I agree with most of those codes, but 400 is going to be tough on my end. In {targets}, I need to be able to check if an object exists. If it genuinely doesn't exist, I do not want to spend any time retrying.

wlandau avatar Aug 24 '23 21:08 wlandau

Aye http 400 is going to be a pain. I will take sometime looking at how to implement this after I finish the paws.common 0.6.0 cran release.

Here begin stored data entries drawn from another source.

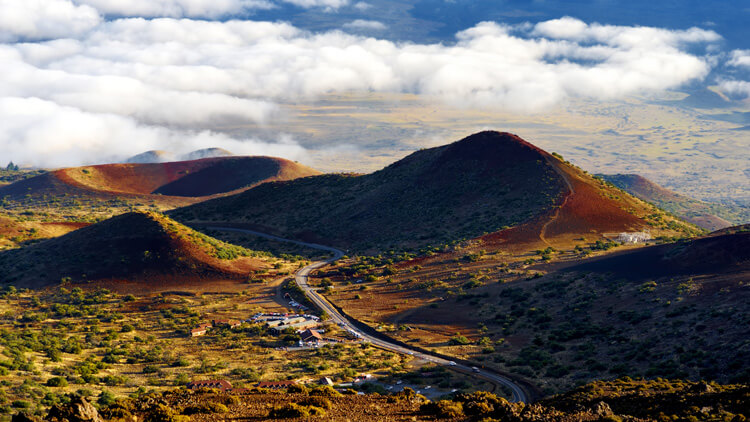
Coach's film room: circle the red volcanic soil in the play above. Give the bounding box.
[543,161,644,236]
[0,156,320,205]
[479,149,648,251]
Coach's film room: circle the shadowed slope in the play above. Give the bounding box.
[173,132,567,251]
[566,226,750,278]
[0,211,269,288]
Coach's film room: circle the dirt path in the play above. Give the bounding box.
[539,157,575,246]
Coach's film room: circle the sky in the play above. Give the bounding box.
[0,0,748,173]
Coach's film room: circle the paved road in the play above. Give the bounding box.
[209,226,528,402]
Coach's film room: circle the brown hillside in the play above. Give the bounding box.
[481,154,703,252]
[51,156,319,197]
[0,156,320,221]
[0,211,272,288]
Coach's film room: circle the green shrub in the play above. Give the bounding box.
[11,400,31,409]
[449,335,470,345]
[182,402,229,414]
[300,396,332,409]
[286,384,308,395]
[420,400,464,418]
[46,376,68,387]
[310,386,341,397]
[268,403,326,418]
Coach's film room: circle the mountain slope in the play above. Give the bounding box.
[598,173,743,230]
[0,211,272,288]
[173,131,699,252]
[326,226,749,392]
[0,156,320,220]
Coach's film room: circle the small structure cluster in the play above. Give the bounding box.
[256,380,299,390]
[252,313,321,334]
[187,380,233,391]
[616,231,652,244]
[190,319,241,337]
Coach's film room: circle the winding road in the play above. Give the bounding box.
[209,226,529,403]
[539,155,576,247]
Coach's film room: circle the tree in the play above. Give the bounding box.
[5,162,18,171]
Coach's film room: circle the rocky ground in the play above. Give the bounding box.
[11,379,748,421]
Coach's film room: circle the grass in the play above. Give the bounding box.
[0,286,412,416]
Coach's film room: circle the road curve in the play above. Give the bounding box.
[208,226,529,402]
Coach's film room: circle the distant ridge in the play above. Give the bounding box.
[125,148,234,164]
[182,148,233,161]
[125,150,175,164]
[598,173,741,231]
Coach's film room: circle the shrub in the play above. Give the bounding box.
[182,402,229,414]
[420,400,464,418]
[299,396,332,409]
[268,403,326,418]
[286,384,309,395]
[449,335,471,345]
[143,403,189,422]
[11,400,31,409]
[46,376,68,387]
[310,386,341,397]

Side note (you probably have already implemented): If you are checking if an object exists in S3 then I believe http 404 is the correct error code:

https://docs.aws.amazon.com/AmazonS3/latest/API/ErrorResponses.html

I take this approach for the s3fs r implementation: https://github.com/DyfanJones/s3fs/blob/main/R/s3filesystem_class.R#L420

DyfanJones avatar Aug 24 '23 21:08 DyfanJones

I tried to use http_404, but then I got spurious HTTP 400 errors in some of my tests. For example, if I want to check if a version of of an object exists in a versioned bucket, the error code is unfortunately 400, not 404 (a serialization error).

wlandau avatar Aug 24 '23 22:08 wlandau

I might be going crazy but I believe this "should" be fairly easy to implement.

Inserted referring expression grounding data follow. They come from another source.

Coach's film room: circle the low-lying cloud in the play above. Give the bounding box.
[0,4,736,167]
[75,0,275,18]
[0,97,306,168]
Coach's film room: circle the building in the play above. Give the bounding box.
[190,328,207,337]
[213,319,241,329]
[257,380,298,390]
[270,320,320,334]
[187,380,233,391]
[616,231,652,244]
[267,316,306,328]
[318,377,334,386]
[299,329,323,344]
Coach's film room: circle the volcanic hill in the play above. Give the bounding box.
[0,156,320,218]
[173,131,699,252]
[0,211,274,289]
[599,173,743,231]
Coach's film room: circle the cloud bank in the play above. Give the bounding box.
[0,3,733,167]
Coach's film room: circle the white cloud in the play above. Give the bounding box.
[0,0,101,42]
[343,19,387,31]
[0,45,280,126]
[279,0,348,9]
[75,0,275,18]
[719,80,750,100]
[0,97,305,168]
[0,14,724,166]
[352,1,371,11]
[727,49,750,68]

I have raised draft PR: https://github.com/paws-r/paws/pull/660

Currently it implements the standard retry mode described in: https://github.com/boto/boto3/blob/0b82bf9843ad6d350b48442c47f4a484a886ee3f/docs/source/guide/retries.rst#standard-retry-mode

remotes::install_github("dyfanjones/paws/paws.common", ref = "native_retry")

By default the max retries are 3. @wlandau please feel free to try it out, I am keen to get any feedback so I can squeeze this in the next paws.common release.

DyfanJones avatar Aug 25 '23 11:08 DyfanJones

Closing as paws.common 0.6.0 has been released onto the cran

DyfanJones avatar Sep 07 '23 12:09 DyfanJones